The Equality Act 2010 replaced previous anti-discrimination laws with a single Act. It simplified the law, removing inconsistencies and made it easier for people to understand and comply with it. It also strengthened the law in important ways, to help tackle discrimination and inequality.
The Public Sector Equality Duty (section 149 of the Act) came into force on 5 April 2011. The Equality Duty applies to all public bodies and others carrying out public functions. It supports good decision-making by ensuring public bodies consider how different people will be affected by their activities, thus helping them to deliver policies and services that are efficient and accessible to all, and that meet different people’s needs.
The Equality Duty is supported by specific duties set out in regulations that came into force in September 2011, which require public bodies to publish relevant, proportionate information demonstrating their compliance with the Equality Duty and to set themselves specific, measurable equality objectives.

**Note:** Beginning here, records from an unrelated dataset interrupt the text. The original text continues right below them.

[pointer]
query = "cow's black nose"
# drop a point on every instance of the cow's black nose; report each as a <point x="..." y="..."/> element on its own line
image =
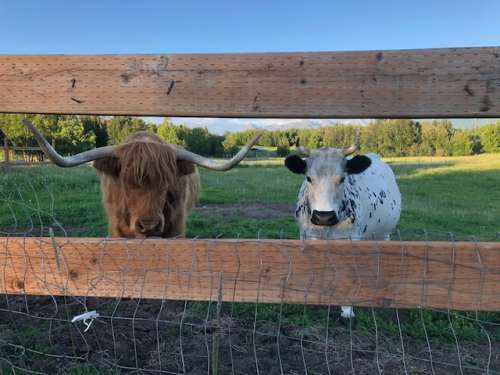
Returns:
<point x="148" y="226"/>
<point x="326" y="218"/>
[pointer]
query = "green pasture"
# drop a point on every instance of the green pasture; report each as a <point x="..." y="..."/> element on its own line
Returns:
<point x="442" y="197"/>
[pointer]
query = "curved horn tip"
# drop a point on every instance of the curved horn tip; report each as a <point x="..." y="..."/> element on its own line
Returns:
<point x="304" y="151"/>
<point x="350" y="150"/>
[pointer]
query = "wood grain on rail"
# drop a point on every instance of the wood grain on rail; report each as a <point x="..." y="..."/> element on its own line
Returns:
<point x="454" y="275"/>
<point x="459" y="82"/>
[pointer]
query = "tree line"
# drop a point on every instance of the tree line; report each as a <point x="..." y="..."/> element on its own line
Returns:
<point x="72" y="134"/>
<point x="385" y="137"/>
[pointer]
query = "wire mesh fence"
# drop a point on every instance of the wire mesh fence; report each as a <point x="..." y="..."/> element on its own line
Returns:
<point x="130" y="332"/>
<point x="255" y="306"/>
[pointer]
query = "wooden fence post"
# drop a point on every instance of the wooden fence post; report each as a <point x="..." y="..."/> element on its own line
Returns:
<point x="6" y="151"/>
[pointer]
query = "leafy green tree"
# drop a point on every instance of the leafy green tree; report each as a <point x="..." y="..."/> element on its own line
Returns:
<point x="490" y="137"/>
<point x="169" y="133"/>
<point x="120" y="127"/>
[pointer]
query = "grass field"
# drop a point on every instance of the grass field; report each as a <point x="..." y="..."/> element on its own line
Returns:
<point x="455" y="197"/>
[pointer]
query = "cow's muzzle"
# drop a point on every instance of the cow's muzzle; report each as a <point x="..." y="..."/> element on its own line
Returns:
<point x="324" y="218"/>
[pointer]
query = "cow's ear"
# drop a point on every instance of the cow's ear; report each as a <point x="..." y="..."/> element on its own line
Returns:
<point x="357" y="164"/>
<point x="184" y="168"/>
<point x="296" y="164"/>
<point x="109" y="165"/>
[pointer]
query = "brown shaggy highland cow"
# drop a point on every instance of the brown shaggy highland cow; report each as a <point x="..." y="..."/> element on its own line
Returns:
<point x="148" y="186"/>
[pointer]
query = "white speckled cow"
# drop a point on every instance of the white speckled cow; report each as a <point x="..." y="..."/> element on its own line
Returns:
<point x="345" y="197"/>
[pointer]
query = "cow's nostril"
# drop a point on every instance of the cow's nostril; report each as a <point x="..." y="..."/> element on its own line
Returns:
<point x="324" y="218"/>
<point x="147" y="225"/>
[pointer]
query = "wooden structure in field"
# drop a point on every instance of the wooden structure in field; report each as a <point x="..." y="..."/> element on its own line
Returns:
<point x="444" y="275"/>
<point x="433" y="83"/>
<point x="460" y="82"/>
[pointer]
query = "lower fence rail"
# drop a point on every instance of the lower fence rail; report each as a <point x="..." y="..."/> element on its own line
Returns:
<point x="440" y="275"/>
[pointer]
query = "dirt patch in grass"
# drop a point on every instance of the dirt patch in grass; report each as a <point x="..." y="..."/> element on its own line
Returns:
<point x="248" y="210"/>
<point x="153" y="336"/>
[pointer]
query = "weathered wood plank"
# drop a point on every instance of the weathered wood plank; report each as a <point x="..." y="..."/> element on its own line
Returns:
<point x="443" y="275"/>
<point x="459" y="82"/>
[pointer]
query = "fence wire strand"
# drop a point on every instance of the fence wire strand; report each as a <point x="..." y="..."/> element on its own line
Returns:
<point x="219" y="336"/>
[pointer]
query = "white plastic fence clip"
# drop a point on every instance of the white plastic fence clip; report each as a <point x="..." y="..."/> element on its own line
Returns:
<point x="89" y="315"/>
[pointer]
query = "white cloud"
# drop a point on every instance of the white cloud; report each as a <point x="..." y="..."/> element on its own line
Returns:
<point x="222" y="125"/>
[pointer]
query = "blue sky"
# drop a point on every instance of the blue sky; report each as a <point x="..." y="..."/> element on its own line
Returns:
<point x="142" y="26"/>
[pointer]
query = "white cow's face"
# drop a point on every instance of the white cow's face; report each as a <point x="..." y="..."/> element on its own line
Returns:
<point x="325" y="172"/>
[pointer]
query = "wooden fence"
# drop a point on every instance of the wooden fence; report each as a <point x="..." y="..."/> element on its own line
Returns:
<point x="379" y="84"/>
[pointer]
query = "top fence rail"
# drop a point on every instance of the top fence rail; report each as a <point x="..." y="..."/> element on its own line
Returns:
<point x="427" y="83"/>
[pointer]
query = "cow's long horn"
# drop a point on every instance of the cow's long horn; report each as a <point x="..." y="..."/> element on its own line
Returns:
<point x="214" y="164"/>
<point x="350" y="150"/>
<point x="67" y="161"/>
<point x="304" y="151"/>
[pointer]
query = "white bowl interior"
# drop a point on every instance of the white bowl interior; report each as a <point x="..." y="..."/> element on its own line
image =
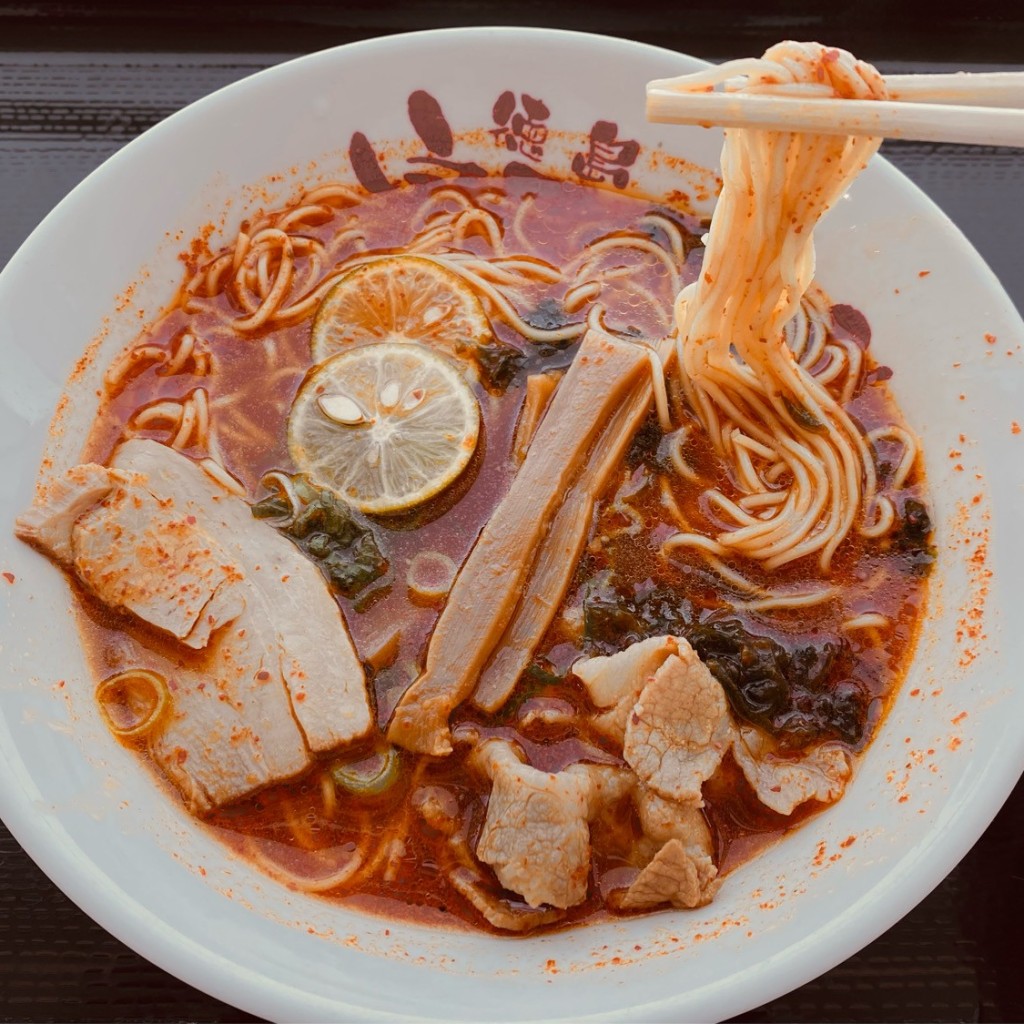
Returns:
<point x="944" y="760"/>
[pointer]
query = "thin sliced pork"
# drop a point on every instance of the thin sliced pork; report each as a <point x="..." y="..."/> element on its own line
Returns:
<point x="784" y="783"/>
<point x="560" y="555"/>
<point x="680" y="870"/>
<point x="614" y="681"/>
<point x="604" y="372"/>
<point x="275" y="676"/>
<point x="536" y="834"/>
<point x="679" y="728"/>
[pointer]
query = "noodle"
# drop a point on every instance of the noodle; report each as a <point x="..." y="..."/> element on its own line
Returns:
<point x="737" y="369"/>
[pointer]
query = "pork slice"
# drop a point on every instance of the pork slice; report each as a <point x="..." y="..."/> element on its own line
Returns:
<point x="680" y="869"/>
<point x="488" y="587"/>
<point x="230" y="729"/>
<point x="675" y="877"/>
<point x="784" y="783"/>
<point x="49" y="522"/>
<point x="536" y="833"/>
<point x="614" y="681"/>
<point x="164" y="541"/>
<point x="142" y="554"/>
<point x="679" y="728"/>
<point x="560" y="555"/>
<point x="314" y="652"/>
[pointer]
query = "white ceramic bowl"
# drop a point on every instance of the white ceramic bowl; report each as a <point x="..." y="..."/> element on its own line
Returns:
<point x="945" y="759"/>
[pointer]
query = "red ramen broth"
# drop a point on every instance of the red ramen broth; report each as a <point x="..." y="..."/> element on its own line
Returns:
<point x="624" y="589"/>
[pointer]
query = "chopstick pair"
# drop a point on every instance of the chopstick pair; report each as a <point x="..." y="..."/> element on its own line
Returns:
<point x="984" y="109"/>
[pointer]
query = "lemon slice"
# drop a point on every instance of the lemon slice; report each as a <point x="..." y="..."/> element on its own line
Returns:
<point x="384" y="426"/>
<point x="399" y="299"/>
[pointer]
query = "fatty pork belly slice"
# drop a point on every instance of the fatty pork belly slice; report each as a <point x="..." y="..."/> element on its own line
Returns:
<point x="314" y="653"/>
<point x="536" y="834"/>
<point x="487" y="589"/>
<point x="680" y="869"/>
<point x="560" y="554"/>
<point x="278" y="675"/>
<point x="671" y="715"/>
<point x="783" y="783"/>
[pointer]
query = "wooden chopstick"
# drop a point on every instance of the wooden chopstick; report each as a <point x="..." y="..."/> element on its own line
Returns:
<point x="984" y="116"/>
<point x="991" y="88"/>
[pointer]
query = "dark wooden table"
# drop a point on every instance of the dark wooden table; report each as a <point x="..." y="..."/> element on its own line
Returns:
<point x="79" y="80"/>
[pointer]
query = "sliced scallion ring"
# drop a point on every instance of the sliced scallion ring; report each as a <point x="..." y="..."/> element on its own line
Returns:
<point x="133" y="701"/>
<point x="372" y="775"/>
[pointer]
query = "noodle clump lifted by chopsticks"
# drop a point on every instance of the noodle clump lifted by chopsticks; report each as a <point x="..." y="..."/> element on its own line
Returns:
<point x="805" y="469"/>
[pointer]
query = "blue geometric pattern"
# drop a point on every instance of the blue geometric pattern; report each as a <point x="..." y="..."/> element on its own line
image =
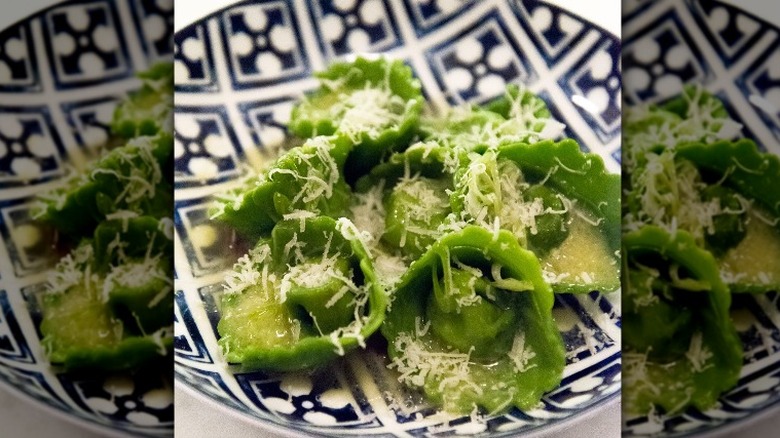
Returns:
<point x="30" y="148"/>
<point x="660" y="55"/>
<point x="87" y="46"/>
<point x="13" y="346"/>
<point x="463" y="51"/>
<point x="479" y="63"/>
<point x="62" y="71"/>
<point x="203" y="149"/>
<point x="354" y="26"/>
<point x="428" y="15"/>
<point x="17" y="60"/>
<point x="193" y="63"/>
<point x="553" y="29"/>
<point x="262" y="44"/>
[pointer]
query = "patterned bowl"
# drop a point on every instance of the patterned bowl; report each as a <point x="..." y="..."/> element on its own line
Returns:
<point x="238" y="73"/>
<point x="736" y="56"/>
<point x="62" y="72"/>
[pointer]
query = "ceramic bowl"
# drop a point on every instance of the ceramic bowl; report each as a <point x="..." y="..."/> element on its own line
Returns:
<point x="736" y="56"/>
<point x="238" y="73"/>
<point x="62" y="71"/>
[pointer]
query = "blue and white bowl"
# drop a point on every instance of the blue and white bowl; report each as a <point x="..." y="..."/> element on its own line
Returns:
<point x="238" y="73"/>
<point x="736" y="56"/>
<point x="62" y="72"/>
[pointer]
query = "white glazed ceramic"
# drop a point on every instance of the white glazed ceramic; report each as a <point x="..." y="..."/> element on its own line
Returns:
<point x="238" y="73"/>
<point x="62" y="71"/>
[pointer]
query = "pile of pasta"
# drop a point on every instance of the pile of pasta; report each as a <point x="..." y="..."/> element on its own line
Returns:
<point x="701" y="218"/>
<point x="446" y="235"/>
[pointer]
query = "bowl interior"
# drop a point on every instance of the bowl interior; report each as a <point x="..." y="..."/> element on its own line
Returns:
<point x="238" y="73"/>
<point x="62" y="72"/>
<point x="733" y="54"/>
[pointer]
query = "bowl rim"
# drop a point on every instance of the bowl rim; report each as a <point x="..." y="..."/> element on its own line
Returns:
<point x="549" y="429"/>
<point x="91" y="424"/>
<point x="544" y="429"/>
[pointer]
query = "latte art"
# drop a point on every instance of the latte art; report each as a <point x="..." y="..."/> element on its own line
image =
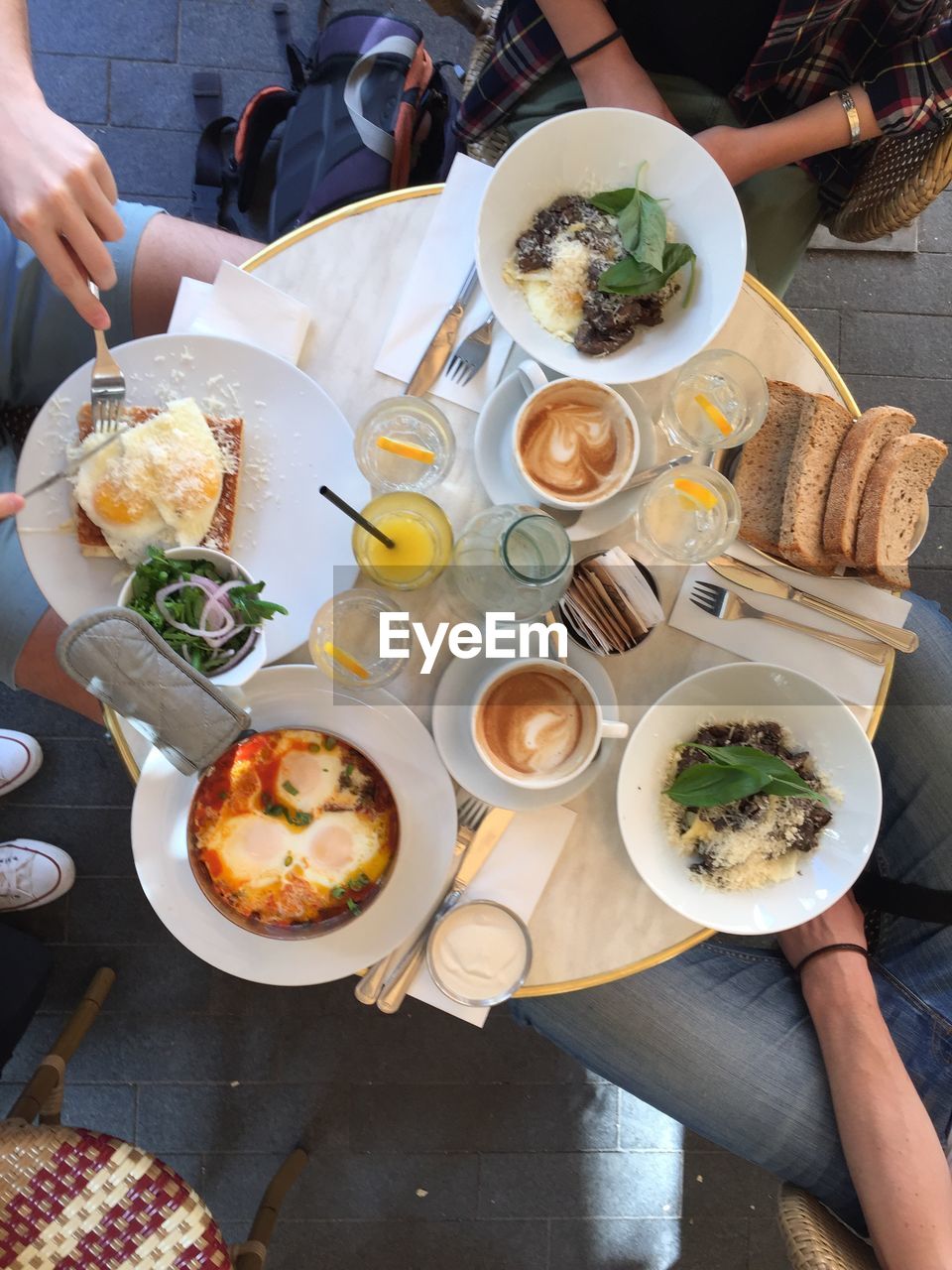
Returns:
<point x="531" y="721"/>
<point x="575" y="441"/>
<point x="570" y="447"/>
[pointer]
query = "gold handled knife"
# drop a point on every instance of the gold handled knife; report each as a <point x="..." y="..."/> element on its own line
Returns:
<point x="439" y="348"/>
<point x="484" y="839"/>
<point x="766" y="584"/>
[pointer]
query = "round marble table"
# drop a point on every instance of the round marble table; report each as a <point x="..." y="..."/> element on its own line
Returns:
<point x="595" y="921"/>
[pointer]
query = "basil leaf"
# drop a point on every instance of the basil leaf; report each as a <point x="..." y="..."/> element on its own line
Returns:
<point x="630" y="277"/>
<point x="782" y="780"/>
<point x="711" y="785"/>
<point x="613" y="200"/>
<point x="653" y="234"/>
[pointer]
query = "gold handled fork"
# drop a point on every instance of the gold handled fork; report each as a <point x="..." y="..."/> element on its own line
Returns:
<point x="725" y="604"/>
<point x="108" y="385"/>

The information must show they have due regard to the need to:
- eliminate unlawful discrimination, harassment and victimisation and any other conduct prohibited by the Act;
- advance equality of opportunity between people who share a protected characteristic and people who do not share it;
- foster good relations between people who share a protected characteristic and people who do not share it.
The equality characteristics (sometimes referred to as protected characteristics) set out in the Equality Act 2010 are:
- Gender reassignment
- Marriage and civil partnership (but only in respect of eliminating unlawful discrimination)
- Pregnancy and maternity
- Race – this includes ethnic or national origins, colour or nationality
- Religion or belief – this includes lack of belief
- Sexual orientation
We treat all our staff and clients the same. This is a law that we feel very strongly about and we will always stand up for the rights of everyone.